Alas, Facebook dropped the ball - badly. The Facebook Beacon feature did not initially allow for user control, a problem that created a PR nightmare. Faced with allegations ranging from deceptiveness to out and out invasion of privacy, Zuckerberg announced that he would make Beacon an "opt-in" option rather than "opt-out".
Facebook is clearly taking a beating – hyperbole aside, relinquishment of personal privacy has to remain the option of the user, not the company. The Beacon backlash has already caused Coke-Cola to pull back.
“We have adopted a bit of a ‘wait and see’ as far as what we are going to do with Beacon because we are not sure how consumers are going to respond,” said Carol Kruse, Coke’s vice president of global interactive marketing...“I, like you, certainly understood that it would be opt-in...
Meanwhile, LinkedIn was clearly listening to users.
LinkedIn annouced an API answer to Facebook's Platform with InApps (short for Intelligent Applications). InApps will allow for 1) a group of productivity applications to be developed for LinkedIn, and 2) Allow for the porting of LinkedIn to other applications. Already in place is the alliance between LinkedIn and Business Week. The idea being that a user can read a Business Week article on Keynote Systems, and (assuming that the LinkedIn application is activated) the Keynote contacts that you have in LinkedIn will appear.
Add in a few new features such as the following:
The ability to post your picture on LinkedIn means a more personal touch for LinkedIn users.
The new JobsInsider toolbar that allows IE or Firefox users to search LinkedIn jobs from the browser at anytime.
The new Outlook toolbar that allows a user to update a contact list from Outlook, and seamlessly port in Outlook contacts.

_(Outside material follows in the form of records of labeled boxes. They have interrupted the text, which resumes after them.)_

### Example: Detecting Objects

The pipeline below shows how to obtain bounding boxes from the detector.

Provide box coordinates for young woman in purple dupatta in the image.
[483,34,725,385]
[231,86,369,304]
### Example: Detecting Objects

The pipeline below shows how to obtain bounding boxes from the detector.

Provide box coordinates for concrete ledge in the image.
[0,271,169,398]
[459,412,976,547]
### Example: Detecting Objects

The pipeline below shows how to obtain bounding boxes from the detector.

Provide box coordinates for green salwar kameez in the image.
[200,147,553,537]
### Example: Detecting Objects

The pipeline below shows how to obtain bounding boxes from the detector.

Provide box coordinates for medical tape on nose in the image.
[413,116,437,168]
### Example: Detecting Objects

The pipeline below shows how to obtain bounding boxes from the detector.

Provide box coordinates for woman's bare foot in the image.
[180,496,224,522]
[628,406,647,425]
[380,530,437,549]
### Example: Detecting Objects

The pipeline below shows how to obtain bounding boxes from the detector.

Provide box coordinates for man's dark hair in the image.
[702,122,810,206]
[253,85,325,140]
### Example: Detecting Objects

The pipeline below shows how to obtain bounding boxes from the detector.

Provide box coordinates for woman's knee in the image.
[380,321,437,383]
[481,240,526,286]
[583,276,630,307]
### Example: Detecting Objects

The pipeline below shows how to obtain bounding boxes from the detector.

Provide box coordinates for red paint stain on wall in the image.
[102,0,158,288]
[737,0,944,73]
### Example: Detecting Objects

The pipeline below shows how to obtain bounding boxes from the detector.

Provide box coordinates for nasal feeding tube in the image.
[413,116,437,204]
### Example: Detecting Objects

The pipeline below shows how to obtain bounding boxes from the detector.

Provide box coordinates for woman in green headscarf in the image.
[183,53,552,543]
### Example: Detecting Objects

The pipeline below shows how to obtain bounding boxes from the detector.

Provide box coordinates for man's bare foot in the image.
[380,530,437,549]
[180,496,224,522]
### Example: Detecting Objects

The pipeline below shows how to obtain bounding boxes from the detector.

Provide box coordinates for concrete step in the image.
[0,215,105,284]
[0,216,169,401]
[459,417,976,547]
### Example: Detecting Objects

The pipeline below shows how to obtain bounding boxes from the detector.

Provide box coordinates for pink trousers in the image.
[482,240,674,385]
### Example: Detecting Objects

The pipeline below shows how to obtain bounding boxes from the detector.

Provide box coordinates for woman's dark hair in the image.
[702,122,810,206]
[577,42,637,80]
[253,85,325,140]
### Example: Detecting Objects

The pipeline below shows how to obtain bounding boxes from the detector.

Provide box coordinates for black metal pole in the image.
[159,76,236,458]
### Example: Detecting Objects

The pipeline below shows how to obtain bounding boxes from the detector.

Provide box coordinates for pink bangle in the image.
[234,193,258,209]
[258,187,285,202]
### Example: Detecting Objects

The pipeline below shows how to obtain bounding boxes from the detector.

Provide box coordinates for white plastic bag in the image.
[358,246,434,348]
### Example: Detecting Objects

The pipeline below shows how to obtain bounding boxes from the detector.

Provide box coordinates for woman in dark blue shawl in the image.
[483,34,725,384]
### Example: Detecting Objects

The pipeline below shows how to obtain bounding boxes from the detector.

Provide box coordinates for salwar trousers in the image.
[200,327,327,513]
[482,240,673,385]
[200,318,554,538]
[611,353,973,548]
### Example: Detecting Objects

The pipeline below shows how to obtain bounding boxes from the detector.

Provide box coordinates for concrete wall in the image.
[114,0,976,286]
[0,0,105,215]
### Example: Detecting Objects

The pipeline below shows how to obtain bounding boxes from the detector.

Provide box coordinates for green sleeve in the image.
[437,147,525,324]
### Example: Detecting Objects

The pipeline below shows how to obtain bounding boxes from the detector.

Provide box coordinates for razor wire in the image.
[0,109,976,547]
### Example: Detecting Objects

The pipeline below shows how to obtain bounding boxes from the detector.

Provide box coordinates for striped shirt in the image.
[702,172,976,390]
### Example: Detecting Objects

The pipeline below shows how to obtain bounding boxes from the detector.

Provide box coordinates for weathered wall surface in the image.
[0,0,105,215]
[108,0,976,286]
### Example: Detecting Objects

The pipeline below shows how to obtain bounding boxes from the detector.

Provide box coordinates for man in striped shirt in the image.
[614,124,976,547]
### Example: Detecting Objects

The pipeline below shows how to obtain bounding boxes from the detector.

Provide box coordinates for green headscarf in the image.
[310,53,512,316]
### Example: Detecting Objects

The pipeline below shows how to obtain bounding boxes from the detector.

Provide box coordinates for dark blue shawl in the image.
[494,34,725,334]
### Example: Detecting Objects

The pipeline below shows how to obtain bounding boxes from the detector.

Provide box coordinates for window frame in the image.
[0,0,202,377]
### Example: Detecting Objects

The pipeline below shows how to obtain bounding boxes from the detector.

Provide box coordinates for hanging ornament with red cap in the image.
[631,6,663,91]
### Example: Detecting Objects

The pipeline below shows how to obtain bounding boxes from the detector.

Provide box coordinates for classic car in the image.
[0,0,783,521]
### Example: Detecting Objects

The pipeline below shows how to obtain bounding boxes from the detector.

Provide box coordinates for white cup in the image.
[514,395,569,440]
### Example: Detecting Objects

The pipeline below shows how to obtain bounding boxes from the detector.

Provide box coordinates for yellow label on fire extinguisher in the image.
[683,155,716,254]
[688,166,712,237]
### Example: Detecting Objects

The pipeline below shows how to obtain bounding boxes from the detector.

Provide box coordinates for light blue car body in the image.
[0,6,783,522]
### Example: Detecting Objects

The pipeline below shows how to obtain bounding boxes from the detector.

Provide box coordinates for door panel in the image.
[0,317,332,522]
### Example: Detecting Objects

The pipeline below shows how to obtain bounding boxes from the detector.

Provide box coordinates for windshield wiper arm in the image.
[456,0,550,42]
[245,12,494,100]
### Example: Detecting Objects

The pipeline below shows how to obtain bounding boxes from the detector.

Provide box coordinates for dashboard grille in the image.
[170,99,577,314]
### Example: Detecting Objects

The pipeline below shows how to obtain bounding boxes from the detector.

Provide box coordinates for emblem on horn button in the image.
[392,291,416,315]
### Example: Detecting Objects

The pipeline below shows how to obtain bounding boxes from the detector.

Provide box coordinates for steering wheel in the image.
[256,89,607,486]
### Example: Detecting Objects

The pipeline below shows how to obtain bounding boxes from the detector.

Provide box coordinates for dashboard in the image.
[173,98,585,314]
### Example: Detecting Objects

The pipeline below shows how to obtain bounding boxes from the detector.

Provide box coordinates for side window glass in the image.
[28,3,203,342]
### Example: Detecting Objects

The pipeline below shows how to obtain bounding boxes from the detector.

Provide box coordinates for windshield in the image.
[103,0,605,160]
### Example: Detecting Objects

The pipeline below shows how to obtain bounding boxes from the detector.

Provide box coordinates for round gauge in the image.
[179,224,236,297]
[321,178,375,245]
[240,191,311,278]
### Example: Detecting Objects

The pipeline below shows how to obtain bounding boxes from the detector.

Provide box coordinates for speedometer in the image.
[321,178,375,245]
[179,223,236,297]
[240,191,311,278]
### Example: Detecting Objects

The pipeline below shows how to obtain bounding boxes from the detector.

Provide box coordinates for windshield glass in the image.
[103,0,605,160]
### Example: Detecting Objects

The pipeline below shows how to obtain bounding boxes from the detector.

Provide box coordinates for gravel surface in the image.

Users can now pull in industry-relevant news reports.
I believe LinkedIn has made serious strides in answering the concerns of current and potential users, combined with the missteps by Facebook, I have to believe that LinkedIn has closed the gap with Facebook.
Having said all of the above, I do not believe that the Facebook/LinkedIn clash has to be a zero-sum endeavor. I'm not the type of guy who wants his social life that close to his business life. I can just see a business contact reading my Facebook page and noting a not-so-businesslike picture from college the day before we conduct business.
I know I am far from alone in saying the following: Instead of choosing between the two, it can be Facebook AND LinkedIn for some people.
But for others, at this time, LinkedIn is looking better.